I sounded like a complete bitch! Now let me explain that most of this was in those first few weeks after I had given birth. I was tired, unprepared, terrified and overwhelmed and I found myself ‘playing the labour card’ time and again. Each time I did it, I was reminded of that scene in SATC when a recently converted Charlotte has spent all day making a traditional Jewish meal for her fiance Harry, who is more interested in watching the baseball game than appreciating her hard work. She asks him to turn off the TV while they eat, to which he refuses.

 

‘I gave up Christ for you and you can’t turn off the TV?’ she complains.

 

To which he replies; ‘It’ll be a long life if you keep that up!’

 

This was me in a nutshell. And each time I did it, I knew it was unfair.

 

Having a baby is hard on your marriage and I don’t think I really knew how hard it would be before I became pregnant. When you get that awesome, life changing news that you’re going to have a baby, it brings you and your partner together in a way that’s hard to quantify. We were on this journey together. My husband came to every scan and was as excited and enthusiastic as I could ever have wanted. And of course I thought, that when the baby arrived, this renewed unity would just continue. And I’m not saying it hasn’t, but what I wasn’t prepared for was the strain it brought to our relationship. In the early days, it’s as if you’re both under an unrelenting fog of tiredness. It’s the broken sleep, the baby in your bedroom, the worry about if you’re doing it right and the momentous change to your lives. It’s learning to deal with endless hours of crying, disagreeing about the way one of you winds the baby or changes a nappy. It’s the frayed nerves and out of whack hormones. It’s the never-ending treadmill of change that will test you like never before. In short, a new-born will put your relationship under the microscope like nothing else and slowly pull at the frayed edges every relationship has, but are easier to hide when it’s just the two of you.  

 

So of course, me playing the labour card was not helpful and indeed was just fuel to the fire. In truth, I know my husband would have given birth if he could have. Throughout my pregnancy and especially during the labour, he was my rock. I wouldn’t have been able to do it without him. I had no reason to keep throwing the trauma of my labour back at him, yet I did.  I think we often hurt those closest to us at times of stress and this was true for me. Ultimately, it was a prickly defence to hide the fact that I was traumatised after giving birth and to conceal that I was beginning to suffer with post-natal depression. It was to deflect from the fact that I was feeling completely overwhelmed and felt like I could not cope with motherhood at all.

 

Thankfully, things improved slowly.
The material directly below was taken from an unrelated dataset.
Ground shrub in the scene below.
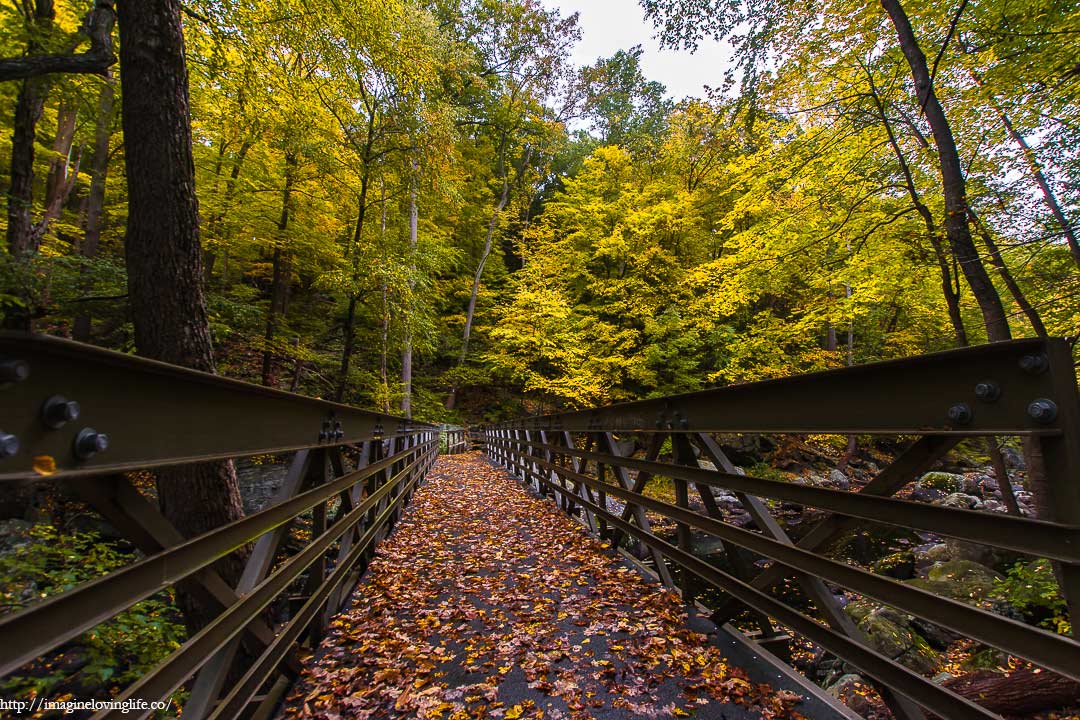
[0,525,185,695]
[991,558,1071,635]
I found light at the end of the tunnel and today I adore my little baby boy more than anything in this world and would happily walk face first into a bus for him. There were lots of things that aided my recovery, but part of that light came about when I started letting my defences down and began putting effort back into my marriage. Giving a kind word instead of a sarky comeback. Appreciating that while it’s hard for me to be a SAHM who also works from home, it’s equally hard for my husband to commute, work long hours and come home only to spend a short while with an often tired, cranky baby who has to then go off to bed.

 

Today 8 months on, I ‘play the labour card’ a lot less than I used to. Anytime it gets lobbed in to a conversation now, it’s all in complete jest, but I still keep it in reserve for those times when my husband makes heavy weather of being taken down in his prime with a bought of man flu!